Hitman, however, supplies us with the main man. In the Interview Gallery we get 10.32 minutes of the enigmatic star at his most confident and enthusiastic. Claiming that it was sheer coincidence that saw him ending up in the Wu Shu class at school, China's PR man shows us some neat home movies and some terrific patterns from his early Shaolin Temple movies. All smiles, the guy just can't seem to keep his deadly hands still. The interviewer deserves a medal for bravery. Also interviewed are Simon Yam (7.45) who seems to want to make romances because action movies get too boring and sweaty and Keiji Sato (13.16) who plays the villainous Eiji.
A fairly comprehensive, but now out-of-date Biography and Filmography of Jet Li, a lousy Production Photo Gallery, a Music Promo (1.35) - which is just a highlights compilation set to the film's score - and the Theatrical Trailer round out Hitman's selection of extras.

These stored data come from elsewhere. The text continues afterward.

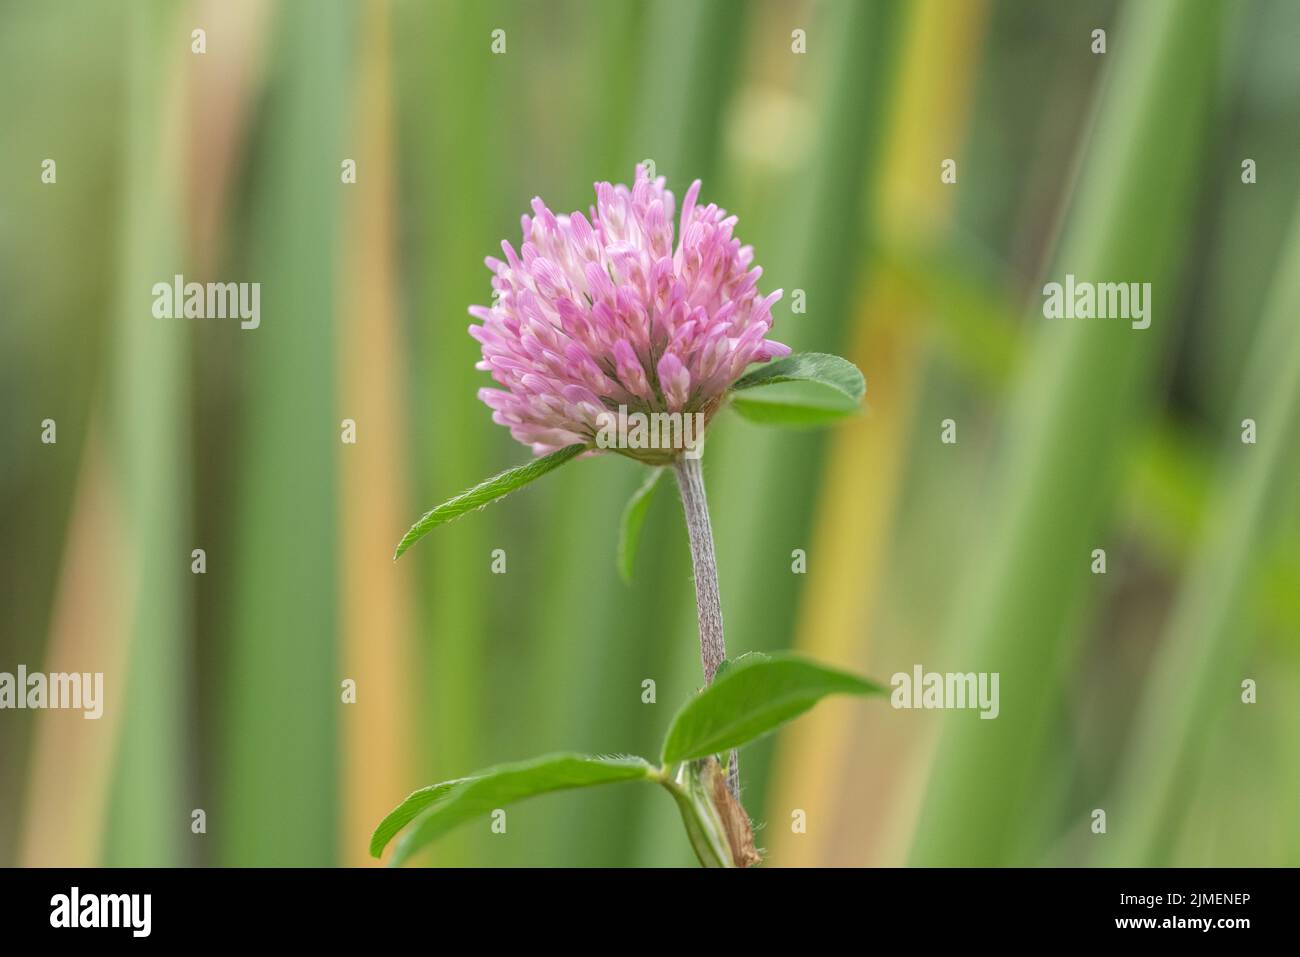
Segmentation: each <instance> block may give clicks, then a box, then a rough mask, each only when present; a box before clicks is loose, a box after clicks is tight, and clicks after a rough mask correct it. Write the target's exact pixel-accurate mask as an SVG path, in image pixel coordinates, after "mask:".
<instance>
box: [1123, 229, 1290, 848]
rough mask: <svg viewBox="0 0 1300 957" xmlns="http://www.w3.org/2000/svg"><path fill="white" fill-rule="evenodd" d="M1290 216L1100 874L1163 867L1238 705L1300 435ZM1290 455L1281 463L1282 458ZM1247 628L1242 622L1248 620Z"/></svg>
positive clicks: (1136, 737) (1144, 700) (1170, 619)
mask: <svg viewBox="0 0 1300 957" xmlns="http://www.w3.org/2000/svg"><path fill="white" fill-rule="evenodd" d="M1296 316H1300V208H1297V213H1296V216H1295V217H1294V220H1292V229H1291V235H1290V238H1288V241H1287V243H1286V246H1284V251H1283V256H1282V259H1281V261H1279V263H1278V269H1277V273H1275V277H1274V282H1273V289H1271V294H1270V298H1269V302H1268V306H1266V308H1265V316H1264V321H1262V322H1261V324H1260V325H1258V332H1257V335H1256V341H1255V345H1253V352H1252V358H1251V361H1249V364H1248V367H1247V374H1245V377H1244V378H1243V386H1242V394H1240V395H1239V398H1238V400H1236V402H1235V403H1234V406H1232V408H1234V410H1235V411H1236V412H1238V416H1236V417H1238V419H1245V417H1251V419H1255V420H1256V424H1257V428H1258V434H1257V442H1256V445H1253V446H1252V445H1245V443H1243V442H1240V437H1239V433H1238V430H1236V426H1235V425H1231V426H1230V428H1231V430H1230V433H1229V436H1227V437H1226V439H1225V451H1223V454H1222V459H1221V463H1219V476H1218V480H1217V481H1216V482H1214V488H1216V489H1217V494H1216V495H1214V499H1213V506H1212V508H1210V511H1209V518H1208V521H1206V525H1205V534H1204V537H1203V540H1201V545H1200V547H1199V550H1197V553H1196V558H1195V560H1193V563H1192V566H1191V568H1190V571H1188V573H1187V576H1186V579H1184V583H1183V586H1182V589H1180V590H1179V596H1178V599H1177V602H1175V605H1174V610H1173V614H1171V616H1170V620H1169V625H1167V628H1166V631H1165V637H1164V641H1162V642H1161V645H1160V650H1158V653H1157V655H1156V658H1154V661H1153V663H1152V667H1151V672H1149V674H1151V676H1149V679H1148V681H1147V687H1145V689H1144V692H1143V694H1141V697H1140V702H1141V705H1140V709H1139V714H1138V719H1136V727H1135V731H1134V733H1132V736H1131V739H1130V740H1131V745H1130V752H1128V754H1127V757H1126V762H1125V766H1123V770H1122V772H1121V778H1119V783H1118V787H1117V792H1115V800H1114V807H1113V809H1112V811H1110V814H1109V826H1110V839H1109V840H1108V841H1106V844H1105V846H1104V850H1102V854H1101V859H1102V862H1105V863H1109V865H1122V866H1135V865H1145V866H1151V865H1157V866H1161V865H1165V863H1167V854H1169V846H1170V841H1171V839H1173V837H1174V835H1177V832H1178V826H1179V823H1180V822H1182V819H1183V814H1184V811H1186V807H1187V802H1186V792H1184V791H1183V788H1182V785H1184V784H1187V781H1188V780H1191V779H1192V771H1193V770H1195V767H1196V765H1197V763H1199V757H1200V752H1201V750H1203V748H1204V742H1205V741H1206V739H1209V737H1210V735H1212V732H1213V729H1214V727H1216V724H1217V723H1218V720H1219V716H1221V715H1225V713H1226V711H1227V709H1229V707H1234V706H1236V707H1240V706H1242V705H1240V693H1242V688H1240V681H1242V677H1243V676H1244V675H1243V672H1242V663H1243V662H1244V661H1245V657H1247V654H1248V651H1249V650H1251V648H1252V646H1253V644H1255V642H1253V629H1252V628H1251V627H1243V618H1245V616H1243V610H1244V607H1245V602H1247V598H1248V596H1249V590H1251V588H1252V585H1253V584H1255V581H1256V577H1255V575H1256V570H1257V568H1258V559H1260V557H1258V554H1257V547H1258V542H1260V541H1261V537H1262V536H1264V533H1265V532H1266V531H1268V524H1269V521H1270V520H1273V518H1274V516H1275V514H1277V510H1278V505H1279V503H1278V497H1279V494H1281V493H1282V492H1283V490H1284V489H1288V485H1287V484H1288V482H1290V484H1291V485H1290V489H1288V490H1291V492H1294V489H1295V473H1294V471H1291V468H1290V467H1292V463H1294V460H1295V459H1294V451H1292V450H1294V447H1295V441H1296V438H1297V437H1300V325H1297V324H1296ZM1288 456H1290V458H1288ZM1247 620H1248V619H1247Z"/></svg>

Overall, across the two discs there is some good stuff to be found. The point is whether, or not, you think the movies themselves warrant them.

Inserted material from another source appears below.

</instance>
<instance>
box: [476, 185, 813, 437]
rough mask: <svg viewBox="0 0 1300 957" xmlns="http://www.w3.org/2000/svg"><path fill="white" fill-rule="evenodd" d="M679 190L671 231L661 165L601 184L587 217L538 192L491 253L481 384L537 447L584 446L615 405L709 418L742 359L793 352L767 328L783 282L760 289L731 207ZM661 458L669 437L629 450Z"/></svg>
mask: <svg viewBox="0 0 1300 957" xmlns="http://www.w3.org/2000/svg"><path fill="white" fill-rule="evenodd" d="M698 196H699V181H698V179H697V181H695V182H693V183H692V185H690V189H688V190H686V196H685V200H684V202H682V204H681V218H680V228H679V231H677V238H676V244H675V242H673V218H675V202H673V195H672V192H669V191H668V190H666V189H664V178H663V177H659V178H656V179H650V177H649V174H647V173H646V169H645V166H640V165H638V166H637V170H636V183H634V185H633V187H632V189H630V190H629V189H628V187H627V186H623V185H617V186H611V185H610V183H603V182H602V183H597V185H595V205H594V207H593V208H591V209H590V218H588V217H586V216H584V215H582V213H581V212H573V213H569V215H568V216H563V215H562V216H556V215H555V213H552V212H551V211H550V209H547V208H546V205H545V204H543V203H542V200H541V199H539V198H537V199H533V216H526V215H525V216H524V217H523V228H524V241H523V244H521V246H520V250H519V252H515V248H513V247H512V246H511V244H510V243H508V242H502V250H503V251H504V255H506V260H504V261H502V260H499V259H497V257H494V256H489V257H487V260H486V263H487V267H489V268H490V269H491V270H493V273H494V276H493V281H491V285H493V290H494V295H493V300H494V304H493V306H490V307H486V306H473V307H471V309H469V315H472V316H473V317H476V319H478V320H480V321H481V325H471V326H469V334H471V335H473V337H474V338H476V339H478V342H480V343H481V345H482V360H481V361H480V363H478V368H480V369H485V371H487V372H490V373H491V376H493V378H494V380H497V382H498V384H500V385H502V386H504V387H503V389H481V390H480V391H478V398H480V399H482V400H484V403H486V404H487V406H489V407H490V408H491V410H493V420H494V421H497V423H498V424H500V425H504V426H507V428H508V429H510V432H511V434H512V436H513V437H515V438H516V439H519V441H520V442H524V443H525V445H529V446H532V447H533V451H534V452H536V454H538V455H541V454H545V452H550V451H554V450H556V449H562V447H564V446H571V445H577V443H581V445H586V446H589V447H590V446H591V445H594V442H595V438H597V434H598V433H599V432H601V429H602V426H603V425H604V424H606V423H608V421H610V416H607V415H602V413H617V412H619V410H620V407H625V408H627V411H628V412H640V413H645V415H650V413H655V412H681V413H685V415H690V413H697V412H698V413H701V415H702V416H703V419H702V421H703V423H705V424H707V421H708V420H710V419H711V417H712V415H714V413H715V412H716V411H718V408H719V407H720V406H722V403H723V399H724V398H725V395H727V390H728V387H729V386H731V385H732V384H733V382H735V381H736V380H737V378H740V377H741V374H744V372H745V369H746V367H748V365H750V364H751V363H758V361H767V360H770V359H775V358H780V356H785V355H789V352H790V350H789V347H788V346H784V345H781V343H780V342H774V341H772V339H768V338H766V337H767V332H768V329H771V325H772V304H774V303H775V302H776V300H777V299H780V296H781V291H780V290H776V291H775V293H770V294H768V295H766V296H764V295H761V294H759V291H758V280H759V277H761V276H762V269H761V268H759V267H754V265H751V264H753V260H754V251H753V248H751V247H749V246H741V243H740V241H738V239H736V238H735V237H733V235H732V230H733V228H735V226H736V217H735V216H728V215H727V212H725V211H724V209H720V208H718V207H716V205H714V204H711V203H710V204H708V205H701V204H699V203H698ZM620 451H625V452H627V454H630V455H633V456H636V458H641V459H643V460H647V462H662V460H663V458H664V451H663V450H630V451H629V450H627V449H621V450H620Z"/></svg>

VerdictTerrible visual transfers, underwhelming audio mixes and admittedly lame movies do not a promising package make. But there is still some fun to be had with these two low-budget actioners. Jet Li is always engaging and his skills with his feet and his fists are incredible. These may not be Fist Of Legend or Hero, but if you are a fan and you don't already have them in your marital arts collection then the two special editions presented here are a necessary addition. The Commentary from Bey Logan is worth the price alone.